A glider is a special kind of aircraft that has no engine. In flight, a glider has three forces acting on it as compared to the four forces that act on a powered aircraft. Both types of aircraft are subjected to the forces of lift, drag, and weight. The powered aircraft has an engine that generates thrust, while the glider has no thrust.
Types of Glider Aircraft
There are many different types of glider aircraft. Paper airplanes are the simplest aircraft to build and fly, and students can learn the basics of aircraft motion by flying paper airplanes. Building and flying balsa wood or Styrofoam gliders is an inexpensive way for students to have fun while learning the basics of aerodynamics. Hang-gliders are piloted aircraft that are launched by leaping off the side of a hill or by being towed aloft. Piloted gliders are launched by ground based catapults, or are towed aloft by a powered aircraft then cut free to glide for hours over many miles. The Wright Brothers perfected the design of the first airplane and gained piloting experience through a series of glider flights from 1900 to 1903. The Space Shuttle flies as a glider during reentry and landing; the rocket engines are used only during liftoff.

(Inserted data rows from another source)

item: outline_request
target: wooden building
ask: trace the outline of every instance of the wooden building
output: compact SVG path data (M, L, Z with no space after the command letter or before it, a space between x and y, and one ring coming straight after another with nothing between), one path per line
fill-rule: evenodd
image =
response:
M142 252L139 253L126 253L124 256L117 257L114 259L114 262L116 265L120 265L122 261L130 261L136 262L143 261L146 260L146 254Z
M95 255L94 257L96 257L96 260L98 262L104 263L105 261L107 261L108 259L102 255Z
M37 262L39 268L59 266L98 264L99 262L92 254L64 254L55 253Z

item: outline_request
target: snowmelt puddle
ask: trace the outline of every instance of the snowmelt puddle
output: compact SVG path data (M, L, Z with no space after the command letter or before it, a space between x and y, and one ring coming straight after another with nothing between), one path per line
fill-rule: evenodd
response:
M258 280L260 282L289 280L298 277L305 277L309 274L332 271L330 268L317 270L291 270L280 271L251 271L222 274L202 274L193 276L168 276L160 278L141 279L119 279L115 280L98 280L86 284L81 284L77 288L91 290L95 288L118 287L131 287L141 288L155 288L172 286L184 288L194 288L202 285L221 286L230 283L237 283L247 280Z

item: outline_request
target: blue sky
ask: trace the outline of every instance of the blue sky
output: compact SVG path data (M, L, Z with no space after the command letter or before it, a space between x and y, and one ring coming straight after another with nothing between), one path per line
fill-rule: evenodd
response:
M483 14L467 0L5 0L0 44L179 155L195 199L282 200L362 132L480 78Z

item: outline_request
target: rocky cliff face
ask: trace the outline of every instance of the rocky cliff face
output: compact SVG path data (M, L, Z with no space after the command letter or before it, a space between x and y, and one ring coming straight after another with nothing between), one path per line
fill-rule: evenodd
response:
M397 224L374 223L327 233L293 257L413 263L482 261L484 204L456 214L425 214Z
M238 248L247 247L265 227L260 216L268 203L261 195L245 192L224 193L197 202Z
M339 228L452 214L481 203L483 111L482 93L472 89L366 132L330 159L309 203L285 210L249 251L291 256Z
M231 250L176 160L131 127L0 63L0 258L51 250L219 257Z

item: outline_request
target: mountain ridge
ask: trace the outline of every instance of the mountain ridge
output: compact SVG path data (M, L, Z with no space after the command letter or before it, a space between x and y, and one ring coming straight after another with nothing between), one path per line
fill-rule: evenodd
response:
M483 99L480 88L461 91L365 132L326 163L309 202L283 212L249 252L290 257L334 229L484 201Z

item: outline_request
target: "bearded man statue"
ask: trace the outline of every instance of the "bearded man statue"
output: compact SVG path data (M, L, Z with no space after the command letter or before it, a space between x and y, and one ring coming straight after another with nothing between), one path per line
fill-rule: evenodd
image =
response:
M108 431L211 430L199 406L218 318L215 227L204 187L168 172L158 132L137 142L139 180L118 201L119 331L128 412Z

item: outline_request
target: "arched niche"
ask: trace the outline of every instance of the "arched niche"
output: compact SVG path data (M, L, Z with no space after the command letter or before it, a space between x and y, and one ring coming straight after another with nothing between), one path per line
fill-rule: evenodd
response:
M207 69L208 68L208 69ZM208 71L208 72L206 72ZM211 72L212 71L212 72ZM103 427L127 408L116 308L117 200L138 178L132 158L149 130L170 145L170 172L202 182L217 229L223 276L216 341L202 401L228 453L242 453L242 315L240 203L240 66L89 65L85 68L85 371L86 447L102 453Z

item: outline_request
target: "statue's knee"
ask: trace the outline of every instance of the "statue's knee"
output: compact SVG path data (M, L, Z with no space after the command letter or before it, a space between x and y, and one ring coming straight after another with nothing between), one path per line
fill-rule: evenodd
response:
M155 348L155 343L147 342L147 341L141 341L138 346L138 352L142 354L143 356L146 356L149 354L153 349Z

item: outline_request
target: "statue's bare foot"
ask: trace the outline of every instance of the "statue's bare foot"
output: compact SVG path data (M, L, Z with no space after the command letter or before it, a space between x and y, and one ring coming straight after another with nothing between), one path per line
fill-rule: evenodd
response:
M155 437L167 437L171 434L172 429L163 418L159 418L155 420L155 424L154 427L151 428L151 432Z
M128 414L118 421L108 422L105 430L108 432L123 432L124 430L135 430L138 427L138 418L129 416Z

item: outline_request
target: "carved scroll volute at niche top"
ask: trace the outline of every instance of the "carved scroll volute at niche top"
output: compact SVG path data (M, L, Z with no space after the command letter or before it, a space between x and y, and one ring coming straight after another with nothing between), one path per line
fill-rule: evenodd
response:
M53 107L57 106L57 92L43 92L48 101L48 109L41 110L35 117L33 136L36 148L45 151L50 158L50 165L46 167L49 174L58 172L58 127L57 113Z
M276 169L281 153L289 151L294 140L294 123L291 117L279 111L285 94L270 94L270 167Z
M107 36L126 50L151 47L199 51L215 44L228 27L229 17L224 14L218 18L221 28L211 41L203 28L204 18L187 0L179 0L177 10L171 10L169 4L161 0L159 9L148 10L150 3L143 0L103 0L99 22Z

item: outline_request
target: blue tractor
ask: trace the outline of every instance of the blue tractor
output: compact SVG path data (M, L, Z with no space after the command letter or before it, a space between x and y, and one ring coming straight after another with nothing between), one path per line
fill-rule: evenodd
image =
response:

On the graphic at the top of this page, there are two paper airplane designs shown: Paper Airplane #1 (PA-1), in blue at the lower right, and Paper Airplane #2 (PA-2), in red at the upper left. Both of these aircraft are constructed by folding an 8 1/2 by 11 sheet of paper. The plans for these aircraft are provided below.
To obtain your own copy of PA-1 click here and save the Power Point file. Open Power Point and follow the directions written on the aircraft to obtain a two-sided copy of the plans from your printer. The plans will look like this:
Constructing an Aircraft
To construct the aircraft, fold on the solid lines in the prescribed numerical order (1,2,3..) always folding to the inside. Cover the number with the fold. The dashed lines on the plans indicate places to cut with a scissors. The PA-1 is designed to be highly maneuverable and employs both ailerons and a rudder. If both ailerons are turned upward, the aircraft will loop. If one is turned up and the other down, and the rudder is fixed straight, the aircraft will roll. If the rudder is turned, the aircraft will perform a banked turn.
To obtain your own copy of PA-2 click here and save the Power Point file. Open Power Point and follow the directions written on the aircraft to obtain a two-sided copy of the plans from your printer. The plans will look like this:
To construct the aircraft, fold on the solid lines in the prescribed numerical order (1,2,3..) always folding to the inside. Cover the number with the fold. The PA-2 is designed to fly fast and far.
Students should build and fly both aircraft to learn how differences in design affect the flight performance of an aircraft. After experimenting with paper airplanes, the student is ready to move up to more challenging aircraft such as wooden or Styrofoam gliders.